• Anesthesia and analgesia · Jan 2006

    Comparative Study

    Symmetry aortic connector devices and acute renal injury: a comparison of renal dysfunction after three different aortocoronary bypass surgery techniques.

    • Stephanie S F Fischer, Barbara Phillips-Bute, Madhav Swaminathan, Carmelo Milano, and Mark Stafford-Smith.
    • Cardiothoracic Division, Department of Anesthesiology, Duke University Medical Center, Durham, North Carolina 27710, USA.
    • Anesth. Analg. 2006 Jan 1; 102 (1): 25-31.
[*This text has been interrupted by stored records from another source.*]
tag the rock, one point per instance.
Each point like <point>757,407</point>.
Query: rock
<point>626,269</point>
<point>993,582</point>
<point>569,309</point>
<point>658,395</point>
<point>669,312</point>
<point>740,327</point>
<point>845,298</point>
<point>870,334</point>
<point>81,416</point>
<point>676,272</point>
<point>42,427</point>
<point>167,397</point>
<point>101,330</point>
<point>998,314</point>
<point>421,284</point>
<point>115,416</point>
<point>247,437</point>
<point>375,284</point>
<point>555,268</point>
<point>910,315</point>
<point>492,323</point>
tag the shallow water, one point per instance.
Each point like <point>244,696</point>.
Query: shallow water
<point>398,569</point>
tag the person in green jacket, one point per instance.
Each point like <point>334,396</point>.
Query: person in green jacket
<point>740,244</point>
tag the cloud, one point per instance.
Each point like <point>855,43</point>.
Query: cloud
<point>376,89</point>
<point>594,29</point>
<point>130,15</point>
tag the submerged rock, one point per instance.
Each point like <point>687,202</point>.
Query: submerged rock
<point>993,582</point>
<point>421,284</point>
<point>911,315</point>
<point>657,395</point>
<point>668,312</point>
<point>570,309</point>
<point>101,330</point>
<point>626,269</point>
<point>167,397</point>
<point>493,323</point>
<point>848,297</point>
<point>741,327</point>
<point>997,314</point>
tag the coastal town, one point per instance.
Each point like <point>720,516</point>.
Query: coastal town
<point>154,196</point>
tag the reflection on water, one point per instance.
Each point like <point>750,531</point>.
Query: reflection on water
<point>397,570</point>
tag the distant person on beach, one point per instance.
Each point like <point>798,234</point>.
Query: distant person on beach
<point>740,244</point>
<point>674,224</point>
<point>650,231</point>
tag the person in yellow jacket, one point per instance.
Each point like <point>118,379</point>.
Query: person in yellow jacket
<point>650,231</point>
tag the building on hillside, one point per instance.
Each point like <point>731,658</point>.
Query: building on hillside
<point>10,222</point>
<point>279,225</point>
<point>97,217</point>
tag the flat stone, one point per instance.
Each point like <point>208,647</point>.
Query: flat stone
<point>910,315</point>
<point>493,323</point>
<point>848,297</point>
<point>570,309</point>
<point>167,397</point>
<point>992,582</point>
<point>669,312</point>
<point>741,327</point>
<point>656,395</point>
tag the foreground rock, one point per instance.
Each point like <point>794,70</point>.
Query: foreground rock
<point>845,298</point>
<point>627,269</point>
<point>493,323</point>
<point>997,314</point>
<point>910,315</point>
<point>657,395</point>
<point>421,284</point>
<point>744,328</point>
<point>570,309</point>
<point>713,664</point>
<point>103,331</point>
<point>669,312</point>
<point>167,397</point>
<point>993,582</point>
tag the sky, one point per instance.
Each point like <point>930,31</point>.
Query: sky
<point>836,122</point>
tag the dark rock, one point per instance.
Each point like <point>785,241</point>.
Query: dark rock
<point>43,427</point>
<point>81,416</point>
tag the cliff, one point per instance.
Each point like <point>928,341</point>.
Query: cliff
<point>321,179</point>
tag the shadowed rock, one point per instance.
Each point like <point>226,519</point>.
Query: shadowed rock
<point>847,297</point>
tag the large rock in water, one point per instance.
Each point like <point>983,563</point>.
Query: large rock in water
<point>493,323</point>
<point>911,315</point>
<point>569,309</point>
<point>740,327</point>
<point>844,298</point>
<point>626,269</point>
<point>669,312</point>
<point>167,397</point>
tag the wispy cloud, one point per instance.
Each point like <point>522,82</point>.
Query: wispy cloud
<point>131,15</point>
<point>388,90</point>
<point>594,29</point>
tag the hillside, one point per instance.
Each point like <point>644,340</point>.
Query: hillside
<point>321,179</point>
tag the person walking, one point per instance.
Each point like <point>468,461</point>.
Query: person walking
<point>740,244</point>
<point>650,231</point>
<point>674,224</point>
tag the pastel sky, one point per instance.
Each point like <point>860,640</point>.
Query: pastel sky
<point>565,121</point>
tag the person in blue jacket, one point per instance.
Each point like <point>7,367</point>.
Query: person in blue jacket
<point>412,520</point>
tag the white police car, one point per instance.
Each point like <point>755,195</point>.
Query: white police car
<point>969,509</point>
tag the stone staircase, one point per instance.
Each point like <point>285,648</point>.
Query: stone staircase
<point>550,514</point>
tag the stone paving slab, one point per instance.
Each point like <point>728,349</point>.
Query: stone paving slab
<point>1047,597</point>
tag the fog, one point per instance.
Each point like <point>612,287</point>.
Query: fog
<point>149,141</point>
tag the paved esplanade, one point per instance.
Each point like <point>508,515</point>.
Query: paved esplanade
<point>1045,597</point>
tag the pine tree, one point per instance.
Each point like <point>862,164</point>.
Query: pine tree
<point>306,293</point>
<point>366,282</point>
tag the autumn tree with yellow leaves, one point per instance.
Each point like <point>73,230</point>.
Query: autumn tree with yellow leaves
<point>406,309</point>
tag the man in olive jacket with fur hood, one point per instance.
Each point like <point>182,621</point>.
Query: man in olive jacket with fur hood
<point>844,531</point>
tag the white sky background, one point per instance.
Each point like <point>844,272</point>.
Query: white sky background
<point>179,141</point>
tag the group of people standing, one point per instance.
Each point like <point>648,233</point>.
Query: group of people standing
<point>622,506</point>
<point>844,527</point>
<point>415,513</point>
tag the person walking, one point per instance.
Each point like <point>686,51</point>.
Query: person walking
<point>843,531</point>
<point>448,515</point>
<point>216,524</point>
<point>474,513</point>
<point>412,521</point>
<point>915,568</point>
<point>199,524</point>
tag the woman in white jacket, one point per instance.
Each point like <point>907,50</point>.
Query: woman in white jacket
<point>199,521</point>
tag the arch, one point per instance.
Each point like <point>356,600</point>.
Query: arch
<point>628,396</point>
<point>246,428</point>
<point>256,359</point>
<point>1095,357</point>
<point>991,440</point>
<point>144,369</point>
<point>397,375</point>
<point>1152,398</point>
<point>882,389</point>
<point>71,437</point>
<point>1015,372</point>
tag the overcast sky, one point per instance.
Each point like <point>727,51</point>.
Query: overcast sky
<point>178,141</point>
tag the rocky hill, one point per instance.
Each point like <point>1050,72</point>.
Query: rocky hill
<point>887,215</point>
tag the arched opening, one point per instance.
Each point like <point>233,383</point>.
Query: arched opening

    AbstractAlthough the pathogenesis of acute renal injury after cardiac surgery is multifactorial, atherosclerosis of the ascending aorta and embolic burden are strong independent predictors. Use of the Symmetry aortic connector device (ACD) for proximal anastomosis of coronary grafts may reduce ascending aortic atheroembolism. Therefore, we tested the hypothesis that off-pump coronary artery bypass (OPCAB) surgery performed using an ACD is associated with less postoperative renal dysfunction compared with conventional OPCAB or on-pump coronary artery bypass graft (CABG) surgery. Three-thousand-three-hundred consecutive patients undergoing non-emergent aortocoronary bypass surgery were retrospectively divided into three groups by surgical procedure; Group A: OPCAB with ACD (n = 124), Group B: standard OPCAB (n = 313), Group C: on-pump CABG (n = 2863). Postoperative peak fractional change in creatinine compared with baseline was used as a measure of renal outcome. Multivariable analysis did not identify ACD use as an independent predictor of postoperative peak fractional change in creatinine (P = 0.71), although the relationships of several known renal risk factors with postoperative peak fractional change in creatinine were confirmed. We could not find evidence that OPCAB surgery using ACDs reduces acute renal injury compared with standard OPCAB or CABG surgery.